Here, we show that protein leakage can affect protein quantification in mammalian cells frozen prior to sample preparation. We demonstrate that cells affected by protein leakage can be identified and excluded from analysis by using cell permeability staining or less directly by using a computational model that we develop and make available as part of an open source R package available at: https://github.com/SlavovLab/QuantQC.

Results

We chose to work with primary tissue, mouse tracheal epithelium, to characterize the effect on diverse cell types. After dissociation using an enzyme cocktail as previously reported¹⁵, half of the cells were slowly frozen to –80C in 10% Dimethyl sulfoxide (DMSO) and 90% Fetal Bovine Serum (FBS) and prepared later, and the other half were immediately prepared fresh for single-cell proteomic analysis. Using nPOP with TMTpro 35-plex multiplexing, we prepared a total of 2784 single cells, 928 fresh and 1856 frozen. Samples were analyzed using the prioritized data acquisition (pSCoPE)⁶ at a rate of 1018 cells/day and average depth of 712 proteins quantified per cell. Summary reports of all data can be found in Supplementary Data 1 (frozen cells) and Supplementary Data 2 (fresh cells). Prior to cell isolation, the cells were stained with Sytox green to identify cells with compromised membrane permeability. We recorded the stain intensity of each cell and linked these measurements with downstream single-cell data using QuantQC (Fig. 1a). The distribution of Sytox green intensities across all single cells is bimodal, and the cells from the mode at 0 intensity were characterized as intact while the cells from the other mode as permeable (Fig. 1a). Further, the distribution of cell sizes from the two modes were indistinguishable within a cell type, suggesting that intensity difference is not due to cell size difference (Supplementary Fig. 1a). The Sytox green negative cells were 96% for fresh and 72% for frozen ones. The large increase in permeability for club cells may reflect their more fragile state, which has been noted in attempts to culture these cells¹⁶.

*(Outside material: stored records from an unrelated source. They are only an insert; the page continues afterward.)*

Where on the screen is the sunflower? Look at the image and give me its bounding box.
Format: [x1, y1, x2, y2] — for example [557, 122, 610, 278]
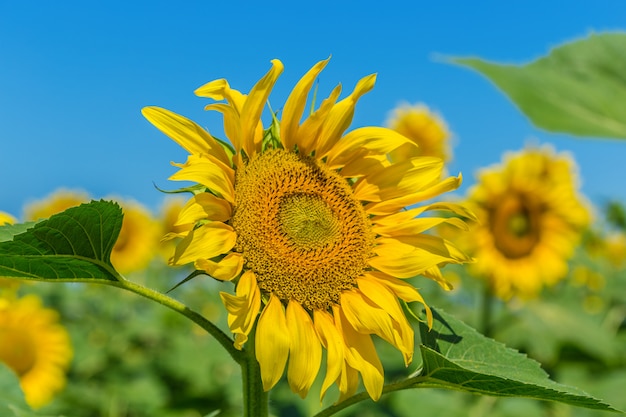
[386, 103, 452, 162]
[0, 295, 72, 408]
[159, 197, 193, 260]
[111, 199, 161, 274]
[464, 146, 590, 299]
[143, 60, 469, 400]
[24, 189, 90, 220]
[0, 211, 16, 226]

**Fig. 1: Quantifying protein leakage artifacts.**

We then assigned cell types by using the LIGER¹⁷ algorithm to perform label transfer from a previously annotated single-cell mRNA data set^15,17. The correspondence to the single-cell mRNA data set was lower in frozen samples compared to the fresh. This was observed by reduced agreement in covariance patterns between shared genes¹⁸ (Supplementary Fig. 1b). We also observed co-clustering of permeabilized cells in the frozen sample (Fig. 1b). We did not observe a separate permeable cell cluster in the fresh samples, which may have been due to the low number of permeable cells (Fig. 1b). Despite the lower confidence in integration score and co-clustering of permeabilized cells, we were still able to confidently assign cell types in the frozen condition based on the abundance of marker proteins for each cell type (Supplementary Fig. 1c–f). The proportion of permeable cells was unevenly distributed across cell types (Fig. 1c). This may reflect both the increased fragility of the more significantly affected cell types and the methods used for single-cell dissociation.

We next examined which proteins exhibited a significant change between permeable and intact cells (Fig. 1d). Most altered proteins were depleted from the permeabilized fraction, indicating that proteins leaked out from the cells characterized as permeable. The few proteins slightly more abundant in the non-permeabilized cells could suggest a cellular response pre-membrane rupture, but more likely reflects a small amount of measurement noise in estimating fold changes for proteins that do not leak. We also characterized the extent to which the reduction in protein levels was specific to different subcellular compartments. To this end, we plotted the difference in protein abundance between different subcellular compartments (Fig. 1e). Similar to the trends observed in mRNA sequencing, mitochondrial protein abundance is not significantly different between permeable and intact cells. In contrast, proteins localized to the cytosol have the most significant decrease in abundance between intact and permeable cells. Variation across the distribution of cytosolic proteins may reflect several factors. Certain proteins may differentially participate in large complexes that prevent easy escape from even a ruptured membrane. Additionally, this variation may reflect inexact localization knowledge of these proteins. Examining specific proteins reveals metabolic enzymes such as peroxidases and enzymes involved in glycolysis such as Gapdh with approximately twofold reduced abundance. A full list of proteins with their fold change differences can be found in Supplementary Data 3.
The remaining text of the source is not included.